Historical Background and Introduction

2001 marks a century since Eugene L Opie first described the presence of a hyaline staining substance currently referred to as islet amyloid and noted its association with diabetes mellitus (Figure 1) [1]. In 1869, Paul Langerhans was the first to describe the endocrine pancreas and how these bundled cells appeared to be suspended and unconnected in an ocean of acinar cells (exocrine pancreas). Laguesse in 1893 named these mysterious cells the islands or islets of Langerhans (iles de Langerhans) to honor his colleague. Oskar Minkowski in 1889 made the discovery that connected the pancreas and diabetes in his depancreatized dogs [2]. In 1901, while at Johns Hopkins University, Eugene L Opie supplied a missing link by showing a pathological connection between diabetes and hyaline degeneration within the islet Langerhans had previously described.

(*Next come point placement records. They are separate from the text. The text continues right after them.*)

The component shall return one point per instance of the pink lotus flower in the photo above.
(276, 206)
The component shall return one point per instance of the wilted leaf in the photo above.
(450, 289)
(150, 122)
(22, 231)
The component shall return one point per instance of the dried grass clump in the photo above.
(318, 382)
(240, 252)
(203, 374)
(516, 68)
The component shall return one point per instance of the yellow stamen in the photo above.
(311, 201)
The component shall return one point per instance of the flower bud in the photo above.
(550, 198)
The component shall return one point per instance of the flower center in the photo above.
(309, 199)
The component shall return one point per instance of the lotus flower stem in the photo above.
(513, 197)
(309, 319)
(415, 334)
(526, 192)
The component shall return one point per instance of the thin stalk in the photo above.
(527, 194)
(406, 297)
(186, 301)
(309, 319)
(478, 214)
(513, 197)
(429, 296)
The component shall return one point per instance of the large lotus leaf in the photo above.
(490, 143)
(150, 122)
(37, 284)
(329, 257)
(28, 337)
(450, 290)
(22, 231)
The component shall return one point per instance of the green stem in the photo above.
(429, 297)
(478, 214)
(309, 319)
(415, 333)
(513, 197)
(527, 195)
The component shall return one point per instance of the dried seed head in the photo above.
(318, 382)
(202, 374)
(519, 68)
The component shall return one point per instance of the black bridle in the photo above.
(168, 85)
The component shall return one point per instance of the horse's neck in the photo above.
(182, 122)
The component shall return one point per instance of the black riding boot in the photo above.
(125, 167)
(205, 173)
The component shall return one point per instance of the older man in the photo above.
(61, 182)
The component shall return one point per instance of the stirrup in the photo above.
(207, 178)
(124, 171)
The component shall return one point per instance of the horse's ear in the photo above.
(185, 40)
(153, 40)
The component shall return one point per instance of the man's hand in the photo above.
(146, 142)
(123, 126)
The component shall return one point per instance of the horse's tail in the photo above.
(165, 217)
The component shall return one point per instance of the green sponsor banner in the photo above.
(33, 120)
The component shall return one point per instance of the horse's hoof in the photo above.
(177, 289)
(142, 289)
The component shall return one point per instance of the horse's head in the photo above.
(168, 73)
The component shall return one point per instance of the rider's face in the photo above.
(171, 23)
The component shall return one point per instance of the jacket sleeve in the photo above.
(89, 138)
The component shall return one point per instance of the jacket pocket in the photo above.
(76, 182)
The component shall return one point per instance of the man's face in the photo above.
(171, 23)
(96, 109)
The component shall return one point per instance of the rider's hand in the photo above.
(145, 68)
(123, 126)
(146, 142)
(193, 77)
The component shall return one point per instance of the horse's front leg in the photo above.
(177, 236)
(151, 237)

The amyloidal nature of this hyaline material was established by Ahronheim in 1943 and confirmed by alkaline Congo red staining by Ehrlick JC and Ratner IM in 1961 [3, 4]. Westermark P in 1973 was able to demonstrate the fibrillar structure with the use of electron microscopy [5].
By 1987, two contemporary investigators (Westermark P and Cooper GJS) in separate laboratories discovered that this hyaline staining material consisted of a 37 amino acid monomer referred to as islet amyloid polypeptide (IAPP) by Westermark P and named amylin in 1988 by Cooper GJS (Figure 2) [6, 7].
Currently, there is a need to become more familiar with the relation of amylin’s overproduction and abnormal processing, storage and/or secretion with subsequent amylin derived amyloid deposition resulting in an alteration in structure and function within the islet and the associated beta cell dysfunction seen in type 2 diabetes mellitus (T2DM).
On January 26th, 2001 the Center for Disease Control in Atlanta, Georgia released to the major television networks world news that we are in the midst of an epidemic of pandemic proportions regarding T2DM. Due to the exponential growth of T2DM globally we will have to acknowledge, as did Opie, the disease process of remodeling of the endocrine pancreas associated with T2DM [8].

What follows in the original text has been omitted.